Porém, o ministério lembra que está atualmente "ouvindo a sociedade" em uma consulta pública e que a previsão estará mantida caso o posicionamento não mude após a conclusão do processo.

"A recomendação do Ministério da Saúde é pela inclusão das crianças de 5 a 11 anos na Plano Nacional de Operacionalização da Vacinação contra a Covid-19 (PNO), conforme posicionamento oficial da pasta declarado em consulta pública no dia 23 de dezembro e reforçado pelo ministro da Saúde em manifestações públicas", informou a pasta comandada pelo ministro Marcelo Queiroga.

Anvisa

A Agência Nacional de Vigilância Sanitária (Anvisa) autorizou no dia 16 a aplicação da vacina da Pfizer contra Covid-19 em crianças de 5 a 11 anos.
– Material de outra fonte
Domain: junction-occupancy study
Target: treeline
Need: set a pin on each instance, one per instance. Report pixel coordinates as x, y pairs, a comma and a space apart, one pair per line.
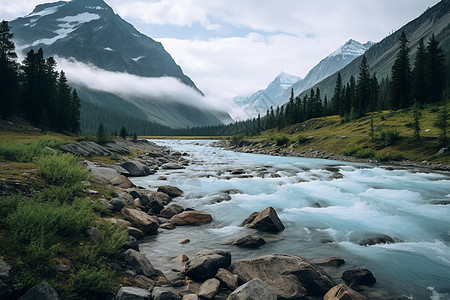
35, 90
423, 84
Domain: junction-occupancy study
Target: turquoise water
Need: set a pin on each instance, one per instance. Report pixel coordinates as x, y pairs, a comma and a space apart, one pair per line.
323, 216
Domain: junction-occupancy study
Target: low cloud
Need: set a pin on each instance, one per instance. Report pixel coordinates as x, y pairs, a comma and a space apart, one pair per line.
132, 86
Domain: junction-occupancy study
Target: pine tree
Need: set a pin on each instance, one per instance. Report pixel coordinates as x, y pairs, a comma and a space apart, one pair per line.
123, 132
435, 70
419, 74
400, 88
8, 72
363, 89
Desde então, Queiroga já disse que não há emergência para vacinar este público e que a pressa é inimiga da perfeição.

O posicionamento termina com a seguinte conclusão: "No dia 5 de janeiro, após ouvir a sociedade, a pasta formalizará sua decisão e, mantida a recomendação, a imunização desta faixa etária deve iniciar ainda em janeiro".

Na semana passada, ao se posicionar na apresentação da consulta pública, o ministério informou que o contrato vigente com a Pfizer tem entregas previstas para a partir de 10 de janeiro. Atualmente o Brasil tem a previsão de 100 milhões de doses no terceiro contrato com a empresa. "Esse contrato já engloba o fornecimento de novas versões da vacina, inclusive para diferentes faixas etárias", declarou a Pfizer.

No dia da abertura da consulta pública, o Ministério da Saúde anunciou a intenção de tornar a vacinação infantil não obrigatória, e só liberar a aplicação da dose mediante pedido médico: "recomenda a inclusão da vacinação [infantil], de forma não compulsória. Em todos os casos, será exigida prescrição médica e autorização dos pais ou responsáveis, mediante assinatura de termo de assentimento à vacina pelos pediatras ou médico que acompanham as crianças".

Uma nota técnica assinada pela secretária extraordinária de enfrentamento à Covid-19, Rosana Leite de Melo, e enviada ao Supremo Tribunal Federal (STF), afirma que a vacina contra Covid para crianças de 5 a 11 anos é segura.